On 4/14/23 20:14, Neal Gompa wrote:
We should not screw up with RISC-V in Fedora like RHEL did with ARM.
Yes, I'm saying RHEL's ARM strategy was a mistake, and still is, to
some degree. We see aspects of this being walked back now as the
ecosystem didn't go the way RHEL ARM folks hoped, and breaking further
into that ecosystem requires reversing some of those choices. We
should learn from that for Fedora RISC-V.
Well, the RHEL direction was essentially mandated by the markets vendors
were chasing. Plain and simple. You may say RHEL's ARM strategy was a
mistake, but I'd disagree strongly.
Like ARM, RISC-V risks (pun intended!) total stratification between
low/mid range SBCs and unobtanium servers. Given the current path of the
groups working in RISC-V, this is certain to happen. Thus, if Fedora
RISC-V cannot run well on RISC-V SBCs, then we effectively have no
useful RISC-V port, since nobody can use it.

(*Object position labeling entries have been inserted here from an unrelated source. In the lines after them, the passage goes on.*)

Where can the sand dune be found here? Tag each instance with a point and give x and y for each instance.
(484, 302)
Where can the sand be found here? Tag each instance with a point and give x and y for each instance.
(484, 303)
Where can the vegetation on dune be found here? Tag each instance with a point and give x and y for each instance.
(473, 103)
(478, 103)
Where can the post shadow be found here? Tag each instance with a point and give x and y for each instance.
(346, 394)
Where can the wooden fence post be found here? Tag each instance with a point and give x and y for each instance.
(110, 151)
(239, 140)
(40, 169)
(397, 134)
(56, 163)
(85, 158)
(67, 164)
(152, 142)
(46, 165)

That's already happened. Stratification was inevitable given the RISC-V
model. The only questions in my mind are viability in the server space
and whether or not that could one day lead to offerings between server
class and the SBC systems.
We already have similar problems with POWER (ppc64le) and Z (s390x),
but the former was built in an era when there were computers of
reasonable performance across all price points. The latter is
basically funded by IBM development and nobody can really do anything
with it.
The era where POWER was a viable platform outside the server space has
been gone for a long time. x86 just killed the market and it's not
clear there's space for anyone else in that market. Apple may prove me
wrong in that space, but the investment they've made is enormous.

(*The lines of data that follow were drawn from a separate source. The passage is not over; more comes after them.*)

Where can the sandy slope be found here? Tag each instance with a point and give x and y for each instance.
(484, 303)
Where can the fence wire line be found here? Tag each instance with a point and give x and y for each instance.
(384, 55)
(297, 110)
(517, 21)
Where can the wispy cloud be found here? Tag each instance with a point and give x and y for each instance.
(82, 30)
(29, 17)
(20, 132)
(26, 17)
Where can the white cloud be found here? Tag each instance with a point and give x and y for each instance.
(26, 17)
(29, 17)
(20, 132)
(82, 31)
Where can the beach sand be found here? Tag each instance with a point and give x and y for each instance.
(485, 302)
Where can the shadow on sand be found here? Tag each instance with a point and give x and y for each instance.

For the first time in a long time, Fedora has the opportunity to have
a first-mover advantage and become the default platform for hobbyist,
professional, and high-end systems of an architecture. Let's not
squander it on myopic views of datacenter class hardware that don't
exist yet leveraging specifications that nobody is implementing in
currently available hardware.
First mover advantage is already lost to Ubuntu. Sad but true in my
mind. Fedora has zero presence in the spaces that matter.

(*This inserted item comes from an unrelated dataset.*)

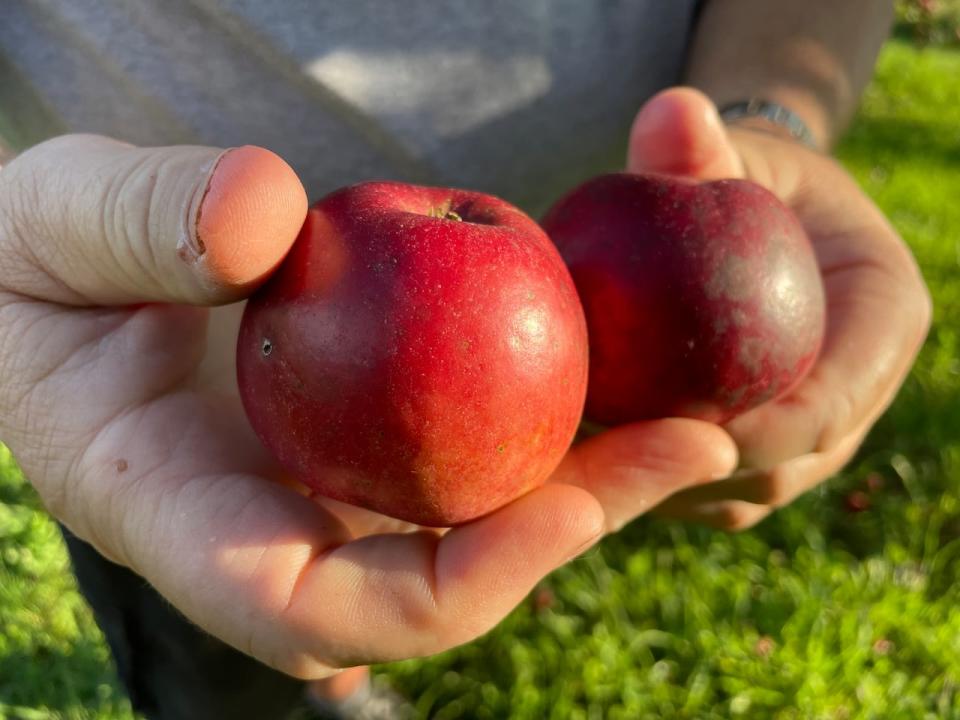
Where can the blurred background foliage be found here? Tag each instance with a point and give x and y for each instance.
(843, 605)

Insofar as subarches go, let's just define them in RPM like we have
for 32-bit x86 and more recently 64-bit x86. If we know what kind of
ISA profiles are out there, we should just incorporate them into RPM
and set up the compatibility detection logic for them to work.
The current and future crop of SBCs just aren't going to have the oomph
to be a viable platform in my mind. I can take a 10+ year old xeon run
qemu on top of it and get dramatically better risc-v performance than
the SBCs out there
Creating subarch around something like rv20, go ahead. But it's going
to be worse than the armv7 situation was.